Not only is the runtime too short, the rate of discharge relative to the battery capacity (which is called the "C rate") is too high for the battery to be reliable.



ThomasJ said:


> I have seen people using old EV batteries like Nissan leaf batteries which have enormous capacities. Maybe it's an idea to try using these. It appears they come in cells, so I assume you simply stack these cells in series to get the desired output voltage.


Yes, salvaging EV batteries has become a common approach for DIY vehicle conversions, because it makes sense economically and because those EV batteries have the capacity required for an EV.

All production EV batteries are built up of modules, with each module being a combination of several (up to a few hundred) cells. The original-style Leaf modules each contain four cells, in a 2S2P configuration. In the Leaf battery, 48 of those modules are connected in series to form a 96S2P battery; 96S and resulting nominal 360 volts is typical for modern EVs. If you want lower voltage you can connect fewer modules in series, as long as that still gets you enough capacity. Most EVs use fewer modules, so each module contains more cells in series.


----------



## brian_ (Feb 7, 2017)

ThomasJ said:


> I couldn't find a source for this but I had a feeling they made motors to order, so you could ask for an inrunner with slightly different specifications (e.g thicker shaft or lower kv).


Some of that supplier's motors are described as having choices of Kv, so they do offer winding alternatives. They probably don't stock every combination, and can wind motors to order within the standard configurations offered.

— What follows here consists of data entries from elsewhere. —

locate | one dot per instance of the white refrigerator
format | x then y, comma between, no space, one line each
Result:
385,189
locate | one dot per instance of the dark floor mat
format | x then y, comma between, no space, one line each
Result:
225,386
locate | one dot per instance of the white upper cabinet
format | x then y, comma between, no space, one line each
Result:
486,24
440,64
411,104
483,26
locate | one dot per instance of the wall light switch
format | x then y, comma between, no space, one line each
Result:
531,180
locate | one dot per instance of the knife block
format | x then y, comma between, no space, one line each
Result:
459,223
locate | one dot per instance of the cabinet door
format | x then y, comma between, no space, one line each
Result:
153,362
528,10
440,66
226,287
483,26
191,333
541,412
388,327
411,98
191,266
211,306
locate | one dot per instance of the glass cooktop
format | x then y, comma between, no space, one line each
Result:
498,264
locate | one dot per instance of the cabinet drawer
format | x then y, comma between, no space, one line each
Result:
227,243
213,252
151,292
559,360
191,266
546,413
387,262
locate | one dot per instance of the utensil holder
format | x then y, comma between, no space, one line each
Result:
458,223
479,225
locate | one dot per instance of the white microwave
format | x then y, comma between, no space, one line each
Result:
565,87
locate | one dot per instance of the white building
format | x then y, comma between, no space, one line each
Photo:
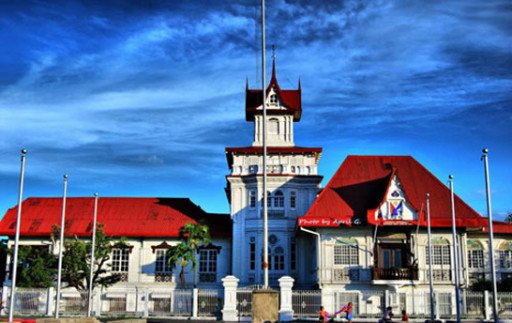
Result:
292,182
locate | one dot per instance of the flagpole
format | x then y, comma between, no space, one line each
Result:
430,273
91,270
491,235
61,246
264,128
17,235
455,253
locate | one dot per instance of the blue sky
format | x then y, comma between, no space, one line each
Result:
140,98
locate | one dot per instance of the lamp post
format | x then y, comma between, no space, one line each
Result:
455,253
264,141
17,236
91,270
485,151
61,246
430,273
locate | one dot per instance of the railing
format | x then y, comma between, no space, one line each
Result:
306,303
244,302
408,273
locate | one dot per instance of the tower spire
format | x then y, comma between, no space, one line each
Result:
273,62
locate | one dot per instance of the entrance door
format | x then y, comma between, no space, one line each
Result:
391,256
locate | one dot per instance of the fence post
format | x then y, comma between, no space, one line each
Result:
146,303
487,313
436,299
286,310
229,312
195,300
49,301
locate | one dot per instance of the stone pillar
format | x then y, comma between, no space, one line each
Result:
265,306
50,301
195,299
6,291
286,310
487,311
229,312
436,298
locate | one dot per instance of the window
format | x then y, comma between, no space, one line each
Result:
273,126
117,304
475,254
346,254
440,255
161,262
120,261
276,259
505,255
208,265
273,99
293,199
252,252
278,199
252,199
441,259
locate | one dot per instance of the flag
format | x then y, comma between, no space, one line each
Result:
396,210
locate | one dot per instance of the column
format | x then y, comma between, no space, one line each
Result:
286,310
229,312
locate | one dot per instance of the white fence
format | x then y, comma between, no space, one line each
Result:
209,303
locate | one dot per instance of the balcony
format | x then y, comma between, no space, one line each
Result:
406,273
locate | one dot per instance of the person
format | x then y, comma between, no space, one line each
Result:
388,315
322,314
405,317
349,312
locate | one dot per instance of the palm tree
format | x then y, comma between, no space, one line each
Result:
180,254
195,236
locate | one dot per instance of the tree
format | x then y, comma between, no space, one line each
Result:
196,235
77,259
180,254
193,236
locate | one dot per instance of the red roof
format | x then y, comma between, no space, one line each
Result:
291,99
359,187
251,150
129,217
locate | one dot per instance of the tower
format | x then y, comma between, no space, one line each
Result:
292,183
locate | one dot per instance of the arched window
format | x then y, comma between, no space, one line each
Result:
293,199
252,199
505,255
273,99
278,199
441,261
278,257
273,126
475,254
346,252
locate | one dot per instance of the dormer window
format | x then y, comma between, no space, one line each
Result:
273,99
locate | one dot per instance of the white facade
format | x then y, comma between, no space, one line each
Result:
292,186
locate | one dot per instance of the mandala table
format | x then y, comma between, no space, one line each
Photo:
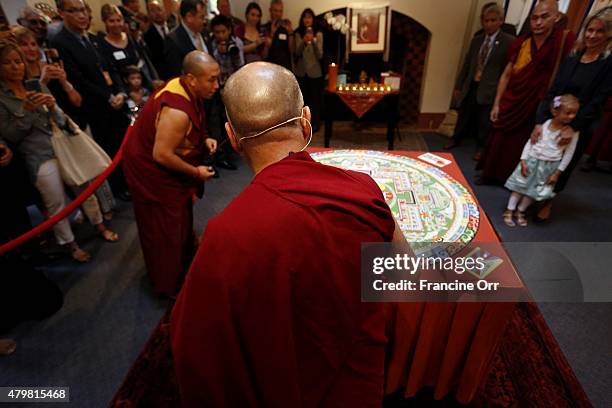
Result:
447,346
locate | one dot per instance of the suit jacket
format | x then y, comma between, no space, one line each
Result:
84,67
176,45
155,48
491,72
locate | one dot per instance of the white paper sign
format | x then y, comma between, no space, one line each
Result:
435,159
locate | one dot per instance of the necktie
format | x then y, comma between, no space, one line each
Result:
482,57
199,45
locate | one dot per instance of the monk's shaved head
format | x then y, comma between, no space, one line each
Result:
543,18
261,95
196,62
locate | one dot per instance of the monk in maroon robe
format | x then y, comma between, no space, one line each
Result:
532,60
270,313
162,164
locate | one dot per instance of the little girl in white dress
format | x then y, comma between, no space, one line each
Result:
541,163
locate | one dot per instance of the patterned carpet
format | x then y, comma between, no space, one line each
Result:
528,369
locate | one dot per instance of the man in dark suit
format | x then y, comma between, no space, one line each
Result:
186,37
477,82
154,37
103,96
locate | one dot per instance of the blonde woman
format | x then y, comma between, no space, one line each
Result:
26,117
587,74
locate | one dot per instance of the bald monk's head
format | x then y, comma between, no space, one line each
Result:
258,97
544,16
201,73
261,95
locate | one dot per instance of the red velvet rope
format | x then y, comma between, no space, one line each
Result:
50,222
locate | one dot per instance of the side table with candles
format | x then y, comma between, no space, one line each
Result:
357,100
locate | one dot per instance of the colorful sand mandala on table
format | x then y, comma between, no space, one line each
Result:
436,213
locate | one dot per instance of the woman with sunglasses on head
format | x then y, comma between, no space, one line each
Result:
28,118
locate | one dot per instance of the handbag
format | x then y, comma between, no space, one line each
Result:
79,157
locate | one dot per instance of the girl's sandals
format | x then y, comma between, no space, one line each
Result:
520,219
544,213
7,346
508,218
109,236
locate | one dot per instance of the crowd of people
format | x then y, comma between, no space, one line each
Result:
100,80
533,100
509,91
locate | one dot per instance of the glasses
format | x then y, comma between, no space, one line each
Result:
36,22
76,11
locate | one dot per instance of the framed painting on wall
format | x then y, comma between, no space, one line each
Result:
368,29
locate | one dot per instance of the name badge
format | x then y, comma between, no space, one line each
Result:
119,55
107,78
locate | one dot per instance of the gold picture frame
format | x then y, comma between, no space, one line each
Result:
368,29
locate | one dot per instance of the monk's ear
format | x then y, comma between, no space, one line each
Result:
305,122
232,137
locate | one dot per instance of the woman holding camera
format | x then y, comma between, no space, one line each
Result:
53,70
253,35
308,54
27,118
53,76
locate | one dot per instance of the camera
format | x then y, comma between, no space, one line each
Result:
52,55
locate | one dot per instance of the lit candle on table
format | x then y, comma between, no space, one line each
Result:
332,75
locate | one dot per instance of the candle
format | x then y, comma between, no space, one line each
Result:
332,75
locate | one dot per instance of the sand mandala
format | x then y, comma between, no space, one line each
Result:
436,213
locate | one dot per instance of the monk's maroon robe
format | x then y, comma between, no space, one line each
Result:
162,198
517,109
270,313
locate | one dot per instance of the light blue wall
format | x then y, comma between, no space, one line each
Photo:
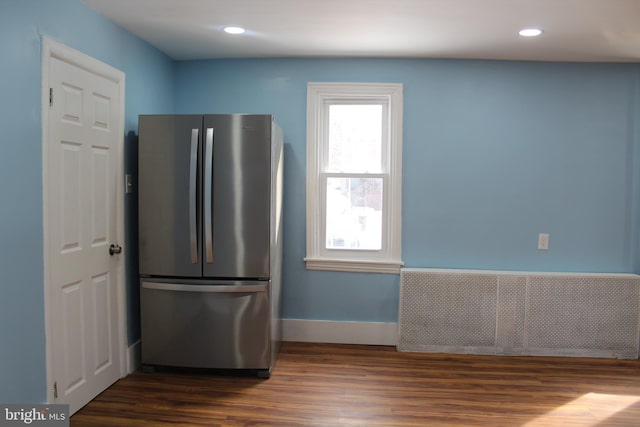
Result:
149,88
495,152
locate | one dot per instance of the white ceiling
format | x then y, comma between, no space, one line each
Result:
574,30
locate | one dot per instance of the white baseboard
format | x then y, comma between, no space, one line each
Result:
133,357
323,331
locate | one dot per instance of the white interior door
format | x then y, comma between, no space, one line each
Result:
82,166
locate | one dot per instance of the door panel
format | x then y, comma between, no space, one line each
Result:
169,212
81,219
221,326
241,195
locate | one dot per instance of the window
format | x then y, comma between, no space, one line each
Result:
354,177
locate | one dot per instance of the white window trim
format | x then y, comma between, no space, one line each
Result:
389,260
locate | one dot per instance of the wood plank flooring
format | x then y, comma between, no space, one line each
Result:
335,385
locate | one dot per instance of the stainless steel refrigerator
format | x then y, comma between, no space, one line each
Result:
210,240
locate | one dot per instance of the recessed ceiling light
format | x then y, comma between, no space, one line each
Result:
234,30
530,32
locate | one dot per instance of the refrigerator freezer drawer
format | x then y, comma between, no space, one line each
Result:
205,326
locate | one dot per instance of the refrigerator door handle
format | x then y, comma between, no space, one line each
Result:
205,288
193,170
208,184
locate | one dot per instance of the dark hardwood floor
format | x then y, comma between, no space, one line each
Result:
334,385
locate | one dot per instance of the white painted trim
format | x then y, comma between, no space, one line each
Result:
323,331
134,357
53,49
318,257
356,266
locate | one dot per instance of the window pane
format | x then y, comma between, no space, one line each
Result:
354,213
355,138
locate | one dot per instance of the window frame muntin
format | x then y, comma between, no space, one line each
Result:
319,97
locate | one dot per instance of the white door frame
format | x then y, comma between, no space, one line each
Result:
53,49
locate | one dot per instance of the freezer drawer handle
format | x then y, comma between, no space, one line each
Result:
204,288
208,184
193,169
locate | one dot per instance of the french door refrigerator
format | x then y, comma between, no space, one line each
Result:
210,240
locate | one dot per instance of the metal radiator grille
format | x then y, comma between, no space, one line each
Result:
459,311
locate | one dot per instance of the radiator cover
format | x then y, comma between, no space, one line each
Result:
519,313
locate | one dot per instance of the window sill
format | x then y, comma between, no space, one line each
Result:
355,266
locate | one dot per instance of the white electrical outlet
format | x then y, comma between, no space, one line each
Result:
543,241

By the way, essentially no one in the EV world uses the speed-voltage constant (Kv) to describe motors, although it is a standard term which is applicable to some motor types.


----------



## ThomasJ (Jul 6, 2021)

brian_ said:


> Roughly yes.
> 
> The three sets of windings in the stator each produce magnetic fields, which combine to form one resulting field through the stator and rotor (with pole positions). When the controller just turns each winding on or off, the position of the resulting field jumps from one position to the next around the motor. When the controller feeds each winding current which varies sinusoidally, and the three winding currents are evenly spaced around the 360 of a rotation, the resulting field is constant in strength and smoothly rotates in position.


Oh that makes a lot of sense now, thank you.



brian_ said:


> All production EV batteries are built up of modules, with each module being a combination of several (up to a few hundred) cells. The original-style Leaf modules each contain four cells, in a 2S2P configuration. In the Leaf battery, 48 of those modules are connected in series to form a 96S2P battery; 96S and resulting nominal 360 volts is typical for modern EVs. If you want lower voltage you can connect fewer modules in series, as long as that still gets you enough capacity. Most EVs use fewer modules, so each module contains more cells in series.


Could I do something similar but halve the voltage and put the remaining half in parallel? I only need 100 volts but would like the extra capacity. I would assume yes but looking at some of the BMS's on the market - like this orion one - I wonder if they have options for configurations like the one I am suggesting. I could just put the modules in parallel and call them a higher capacity but then I worry about balancing trouble.
I was going to try and avoid the topic of batteries on this particular thread by opening up a second more specific question here, however, it has yet to be approved so I'm sure this is fine.

My main point of the other thread was to ask about packs like this on eBay, which seem quite expensive for 24khw. This is only about half of what I need, if the top end of continuous power is 22KW (100v * 220A) that would only last an hour on the water.
I have seen a lot of people making power walls by stacking 18650s themself. Is that a cheaper alternative, or even viable for EVs?



brian_ said:


> By the way, essentially no one in the EV world uses the speed-voltage constant (Kv) to describe motors, although it is a standard term which is applicable to some motor types.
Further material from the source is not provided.